The authors analysed the UK’s 13 largest existing vineyards in detail, and suggest that, when both climatic and terrestrial suitability is taken into account, there may be more than a quarter of a million ha of potential vineyard land ‘with a greater suitability value rating than the highest of the existing 13 largest vineyards in England and Wales’: an astonishing possibility. It was ambition and intuition rather than scientific study, of course, which often led to the planting of existing vineyards.
The most striking finding of all concerns the potential of England’s eastern coastal counties. ‘As well as opportunities for expansion within the currently dominant regions of Kent and Sussex,’ the authors suggest, ‘new areas such as Essex and Suffolk in particular, where relatively few vineyards currently exist, have been shown to have highly suitable land, express high degrees of climatic suitability and greater levels of stability from season to season than areas currently populated with vineyards. The lack of viticulture practiced [here] is therefore somewhat surprising and may result from successful cropping in other forms of agriculture or horticulture. However, it could also be partly explained through a prior lack of nationwide suitability analysis and investment momentum regarding establishment of vineyards in the south-east.’
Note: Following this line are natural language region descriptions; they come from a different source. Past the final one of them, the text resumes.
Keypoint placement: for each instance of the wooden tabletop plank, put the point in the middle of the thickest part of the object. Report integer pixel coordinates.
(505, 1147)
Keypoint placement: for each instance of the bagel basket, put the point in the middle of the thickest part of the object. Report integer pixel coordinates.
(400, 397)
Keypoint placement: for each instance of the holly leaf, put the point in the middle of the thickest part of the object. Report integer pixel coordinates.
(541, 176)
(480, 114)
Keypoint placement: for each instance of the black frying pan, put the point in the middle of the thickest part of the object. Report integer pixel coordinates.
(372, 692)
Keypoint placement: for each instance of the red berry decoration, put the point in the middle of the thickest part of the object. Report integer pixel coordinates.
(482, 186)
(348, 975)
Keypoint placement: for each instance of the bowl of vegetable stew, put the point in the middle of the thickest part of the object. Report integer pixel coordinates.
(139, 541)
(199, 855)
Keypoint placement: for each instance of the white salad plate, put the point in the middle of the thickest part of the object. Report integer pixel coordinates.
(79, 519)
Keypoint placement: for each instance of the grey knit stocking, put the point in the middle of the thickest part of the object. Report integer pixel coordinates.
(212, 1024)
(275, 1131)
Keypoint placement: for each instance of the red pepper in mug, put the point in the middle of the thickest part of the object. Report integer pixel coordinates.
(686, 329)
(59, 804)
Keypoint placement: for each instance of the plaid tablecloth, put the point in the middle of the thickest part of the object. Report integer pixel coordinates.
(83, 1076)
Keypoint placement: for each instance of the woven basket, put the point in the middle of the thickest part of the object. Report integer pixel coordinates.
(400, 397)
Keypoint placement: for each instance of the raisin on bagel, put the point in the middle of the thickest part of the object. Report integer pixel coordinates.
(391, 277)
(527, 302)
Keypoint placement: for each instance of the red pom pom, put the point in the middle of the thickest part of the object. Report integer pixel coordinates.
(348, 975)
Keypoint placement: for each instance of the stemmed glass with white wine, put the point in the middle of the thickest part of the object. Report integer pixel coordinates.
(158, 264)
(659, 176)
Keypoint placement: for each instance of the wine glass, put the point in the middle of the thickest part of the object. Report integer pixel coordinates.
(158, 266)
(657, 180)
Perhaps – though this is my interpolation — sociological factors are at play here. The ‘posh’ southern counties were where the wine-loving retired military officers, moneyed landowning aristocrats, former stockbrokers and ambitious hedge-fund managers lived or live: the folk who have driven much of English wine creation thus far. This population segment has been thinner on the ground in unpretentious Essex and rural Suffolk – but the truths of terroir will out. If you’re thinking to plant, look east.